Adam Ndlovu

Personal information
- Full name: Adam Ndlovu
- Date of birth: 26 June 1970
- Place of birth: Rhodesia
- Date of death: 16 December 2012 (aged 42)
- Place of death: Victoria Falls, Zimbabwe
- Height: 1.73 m (5 ft 8 in)
- Position: Striker

Senior career*
- Years: Team / Apps / (Gls)
- 1992–1994: Highlanders / 23 / (4)
- 1994–1997: SC Kriens / 62 / (20)
- 1997–2000: SR Delémont / 104 / (39)
- 2000–2001: FC Zürich / 18 / (4)
- 2001–2002: Highlanders / 25 / (12)
- 2002–2003: Moroka Swallows / 23 / (7)
- 2003–2004: Dynamos
- 2004–2005: Free State Stars

International career
- 1992–2004: Zimbabwe / 57 / (34)

= Adam Ndlovu =

Zimbabwean footballer (1970–2012)

Adam Ndlovu (26 June 1970 – 16 December 2012) was a footballer, who played as a striker.
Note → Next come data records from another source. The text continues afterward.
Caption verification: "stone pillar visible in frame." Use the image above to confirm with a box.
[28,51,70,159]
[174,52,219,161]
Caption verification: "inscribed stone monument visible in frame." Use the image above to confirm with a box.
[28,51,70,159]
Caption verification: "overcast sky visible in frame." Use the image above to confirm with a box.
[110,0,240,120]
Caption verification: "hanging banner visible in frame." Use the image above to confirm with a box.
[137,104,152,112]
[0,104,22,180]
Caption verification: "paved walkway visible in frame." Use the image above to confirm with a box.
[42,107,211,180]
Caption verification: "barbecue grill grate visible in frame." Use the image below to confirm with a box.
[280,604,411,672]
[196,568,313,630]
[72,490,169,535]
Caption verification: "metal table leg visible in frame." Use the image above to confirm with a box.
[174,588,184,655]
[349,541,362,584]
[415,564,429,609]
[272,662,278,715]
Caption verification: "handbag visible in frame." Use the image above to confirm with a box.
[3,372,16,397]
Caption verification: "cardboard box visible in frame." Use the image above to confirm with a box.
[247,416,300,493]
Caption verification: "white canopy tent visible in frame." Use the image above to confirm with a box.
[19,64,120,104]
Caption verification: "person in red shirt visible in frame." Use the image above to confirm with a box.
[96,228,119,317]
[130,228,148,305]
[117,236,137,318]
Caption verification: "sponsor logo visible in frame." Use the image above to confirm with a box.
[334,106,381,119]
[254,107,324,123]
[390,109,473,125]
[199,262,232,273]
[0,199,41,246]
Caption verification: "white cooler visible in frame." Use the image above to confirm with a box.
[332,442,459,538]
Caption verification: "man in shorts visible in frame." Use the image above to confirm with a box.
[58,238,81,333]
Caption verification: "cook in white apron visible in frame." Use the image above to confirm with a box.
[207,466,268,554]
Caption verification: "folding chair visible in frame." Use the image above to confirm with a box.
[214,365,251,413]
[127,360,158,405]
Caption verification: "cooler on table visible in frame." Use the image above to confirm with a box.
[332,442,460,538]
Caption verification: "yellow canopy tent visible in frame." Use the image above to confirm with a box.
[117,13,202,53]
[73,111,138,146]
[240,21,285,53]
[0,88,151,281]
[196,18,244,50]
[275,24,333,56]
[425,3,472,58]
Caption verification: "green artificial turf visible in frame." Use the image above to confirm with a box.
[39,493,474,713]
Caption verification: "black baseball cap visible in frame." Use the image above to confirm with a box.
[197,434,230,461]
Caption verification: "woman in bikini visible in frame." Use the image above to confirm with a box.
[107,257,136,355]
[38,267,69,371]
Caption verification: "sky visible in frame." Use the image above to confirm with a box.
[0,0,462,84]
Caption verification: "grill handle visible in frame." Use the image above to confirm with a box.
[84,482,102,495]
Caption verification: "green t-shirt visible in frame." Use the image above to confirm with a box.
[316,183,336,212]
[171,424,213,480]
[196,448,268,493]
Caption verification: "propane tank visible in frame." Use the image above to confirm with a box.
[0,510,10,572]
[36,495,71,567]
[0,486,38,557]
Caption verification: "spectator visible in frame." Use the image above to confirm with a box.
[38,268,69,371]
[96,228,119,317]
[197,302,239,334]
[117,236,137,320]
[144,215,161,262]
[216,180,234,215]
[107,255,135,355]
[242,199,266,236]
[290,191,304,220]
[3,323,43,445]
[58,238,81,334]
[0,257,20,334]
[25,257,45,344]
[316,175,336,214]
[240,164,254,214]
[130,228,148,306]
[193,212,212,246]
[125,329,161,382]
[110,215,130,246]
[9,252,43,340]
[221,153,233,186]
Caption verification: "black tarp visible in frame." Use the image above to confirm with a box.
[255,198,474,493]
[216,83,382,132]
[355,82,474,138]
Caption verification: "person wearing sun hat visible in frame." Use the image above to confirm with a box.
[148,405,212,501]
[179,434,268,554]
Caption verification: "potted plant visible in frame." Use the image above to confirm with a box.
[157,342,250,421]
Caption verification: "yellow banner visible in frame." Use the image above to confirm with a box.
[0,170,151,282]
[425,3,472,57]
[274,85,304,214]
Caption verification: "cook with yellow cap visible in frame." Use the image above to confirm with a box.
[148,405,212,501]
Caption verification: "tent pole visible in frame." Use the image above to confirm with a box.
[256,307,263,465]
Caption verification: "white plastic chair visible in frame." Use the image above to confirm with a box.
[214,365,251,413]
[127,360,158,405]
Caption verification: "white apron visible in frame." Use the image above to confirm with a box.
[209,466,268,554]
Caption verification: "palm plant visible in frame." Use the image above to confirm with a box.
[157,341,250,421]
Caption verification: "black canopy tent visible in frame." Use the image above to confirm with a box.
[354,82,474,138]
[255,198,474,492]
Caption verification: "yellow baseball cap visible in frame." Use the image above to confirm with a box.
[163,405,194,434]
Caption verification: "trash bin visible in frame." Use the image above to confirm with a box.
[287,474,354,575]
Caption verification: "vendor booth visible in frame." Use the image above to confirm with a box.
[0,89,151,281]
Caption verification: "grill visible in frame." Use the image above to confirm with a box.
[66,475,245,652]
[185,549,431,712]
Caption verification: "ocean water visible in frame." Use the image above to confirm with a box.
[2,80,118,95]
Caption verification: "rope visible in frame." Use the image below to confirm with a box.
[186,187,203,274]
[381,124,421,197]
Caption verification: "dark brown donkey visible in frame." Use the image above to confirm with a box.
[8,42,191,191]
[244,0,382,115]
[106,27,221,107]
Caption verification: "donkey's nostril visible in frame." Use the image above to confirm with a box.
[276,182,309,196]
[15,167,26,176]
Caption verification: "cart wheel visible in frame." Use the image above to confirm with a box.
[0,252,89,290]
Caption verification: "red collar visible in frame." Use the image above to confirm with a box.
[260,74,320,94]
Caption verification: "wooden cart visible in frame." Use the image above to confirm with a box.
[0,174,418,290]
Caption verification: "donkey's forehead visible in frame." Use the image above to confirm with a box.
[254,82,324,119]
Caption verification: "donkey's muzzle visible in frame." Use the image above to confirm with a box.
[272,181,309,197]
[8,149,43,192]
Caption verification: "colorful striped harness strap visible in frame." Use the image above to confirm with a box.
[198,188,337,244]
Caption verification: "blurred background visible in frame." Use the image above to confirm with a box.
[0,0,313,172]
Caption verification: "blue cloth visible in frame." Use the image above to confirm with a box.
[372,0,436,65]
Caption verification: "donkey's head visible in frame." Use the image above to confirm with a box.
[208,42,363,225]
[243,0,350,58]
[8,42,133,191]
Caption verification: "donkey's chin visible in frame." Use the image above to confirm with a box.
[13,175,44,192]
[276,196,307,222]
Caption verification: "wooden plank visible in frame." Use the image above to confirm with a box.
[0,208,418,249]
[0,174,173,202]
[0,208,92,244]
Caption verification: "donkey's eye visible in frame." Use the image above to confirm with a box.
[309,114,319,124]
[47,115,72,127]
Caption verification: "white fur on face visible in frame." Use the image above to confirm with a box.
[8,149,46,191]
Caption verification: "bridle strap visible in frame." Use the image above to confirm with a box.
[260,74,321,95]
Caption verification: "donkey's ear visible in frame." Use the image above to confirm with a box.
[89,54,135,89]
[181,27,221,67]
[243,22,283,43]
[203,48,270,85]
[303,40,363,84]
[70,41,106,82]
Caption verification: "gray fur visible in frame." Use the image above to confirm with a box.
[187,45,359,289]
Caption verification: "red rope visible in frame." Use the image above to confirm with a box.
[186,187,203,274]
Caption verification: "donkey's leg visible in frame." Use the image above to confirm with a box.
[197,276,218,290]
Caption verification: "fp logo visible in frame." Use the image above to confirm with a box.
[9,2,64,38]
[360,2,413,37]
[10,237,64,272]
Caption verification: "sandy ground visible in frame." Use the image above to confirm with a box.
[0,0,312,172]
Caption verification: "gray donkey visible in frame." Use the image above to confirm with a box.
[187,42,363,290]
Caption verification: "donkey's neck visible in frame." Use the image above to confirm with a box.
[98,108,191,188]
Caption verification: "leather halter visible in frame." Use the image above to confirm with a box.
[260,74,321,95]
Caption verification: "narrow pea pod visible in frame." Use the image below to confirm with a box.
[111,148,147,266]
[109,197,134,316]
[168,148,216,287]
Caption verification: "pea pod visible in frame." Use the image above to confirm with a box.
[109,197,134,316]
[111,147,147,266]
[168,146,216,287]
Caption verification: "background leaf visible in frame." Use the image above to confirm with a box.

During his club career, he played for Highlanders, SC Kriens, SR Delémont, FC Zürich, Moroka Swallows, Dynamos and Free State Stars, and was also a member of the Zimbabwe national team.

His brother, Peter Ndlovu, is also a former professional footballer.

He attended Mzilikazi High School.

Ndlovu died after a tyre burst on the car in which he was travelling near Victoria Falls Airport, causing the car to leave the road and hit a tree. His brother Peter was critically injured.